Sakos · on June 20, 2024

It's not just demos though. It's that the final 10% of any project, which largely consists of polishing, implementing feedback, ironing out bugs or edge cases, and finalization and getting to a point where it's "done" can end up taking as much effort as what you needed to complete the first 90% of the project.

0xEF · on June 20, 2024

Can you elaborate? I am curious. In my line of work, the 80/20 rule is often throw about, that being "to do 80% of the work, you only need 20% of the knowledge." I thought the other reply was talking about the same diminutive axiom, but now I am not sure.

com · on June 20, 2024

The sibling post gives a good account of the 90:90 challenge.

The last part of any semi-difficult project nearly always takes much longer than the officially difficult “main problem” to solve.

It leads to the last 10% of the deliverables costing at least 90% of the total effort for the project (not the planned amount; the total ad calculated after completion, if that ever occurs)

This seems to endlessly surprise people in tech, but also many other semi-professional project domains (home renovations are a classic)

viking123 · on June 20, 2024

Isn't it a bit similar situation with the self driving cars?

huppeldepup · on June 20, 2024

I'm going to copy my answer from zellyn in a thread some time ago:

  "It’s been obvious even to casual observers like myself for years that Waymo/Google was one of the only groups taking the problem seriously and trying to actually solve it, as opposed to pretending you could add self-driving with just cameras in an over-the-air update (Tesla), or trying to move fast and break things (Uber), or pretending you could gradually improve lane-keeping all the way into autonomous driving (car manufacturers). That’s why it’s working for them. (IIUC, Cruise has pretty much also always been legit?)"

https://news.ycombinator.com/item?id=40516532

surfingdino · on June 20, 2024

> The tech is good enough to make incredible demos but not good enough to generalize into reliable tools. The gulf between demo and useful tool is much wider than we thought.

One thing it is good at is scaring people into paying to feed it all the data they have for a promise of an unquantifiable improvement.

rsynnott · on June 20, 2024

> The gulf between demo and useful tool is much wider than we thought.

This is _always_ the problem with these things. Voice transcription was a great tech demo in the 1990s (remember DragonDictate?), and there was much hype for a couple of years that, by the early noughties, speech would be the main way that people use computes. In the real world, 30 years on, it has finally reached the point where you might be able to use it for things provided that accuracy doesn't matter at all.

jraph · on June 20, 2024

Assuming it works perfectly, speech still couldn't possibly be the main way to use a computer:

- hearing people next to you speaking to the computer would be tiring and annoying. Though remote work might be a partial solution to this

- hello voice extinction after days of using a computer :-)

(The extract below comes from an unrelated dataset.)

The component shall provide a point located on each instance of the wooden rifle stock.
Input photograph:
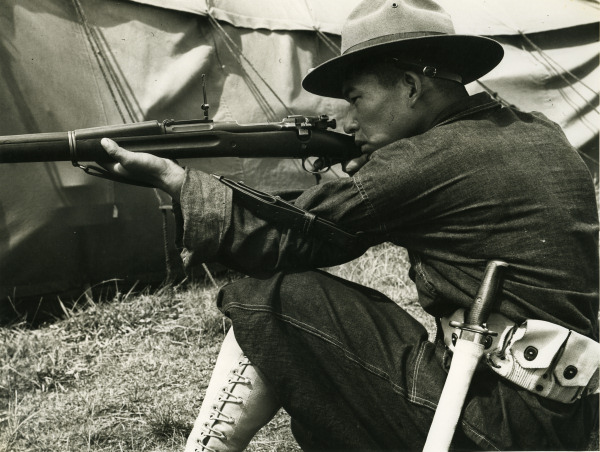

acuozzo · on June 20, 2024

Same here, but I'm hoping it takes off for other people.

I get requests all the time from colleagues to have discussions via telephone instead of chat because they are bad at typing.

rsynnott · on June 20, 2024

Oh, yeah, I mean, it would've been awful had it actually happened, even if it worked properly. But try telling that to Microsoft's marketing department circa 1998.

(MS had a bit of a fetish for alternate interfaces at the time; before voice they spent a few years desperately trying to make Windows for Pen Computing a thing).

xwolfi · on June 20, 2024

So a large cluster of nvidia cards cannot predict the future, generate correct http links, rotate around objects with only a picture at source with the right lighting or program a million lines of code from 3 lines of prompt ?

Color me surprised. Maybe we should ask Mira Murati to step aside from her inspiring essays about the future of poetry and help us figure out why the world spent trillions on nvidia equity and how to unwind this pending disaster...

waciki · on June 20, 2024

it also can't reliably add two numbers to each other.

> help us figure out why the world spent trillions on nvidia equity and how to unwind this pending disaster..

There are many documented examples of the market being irrational.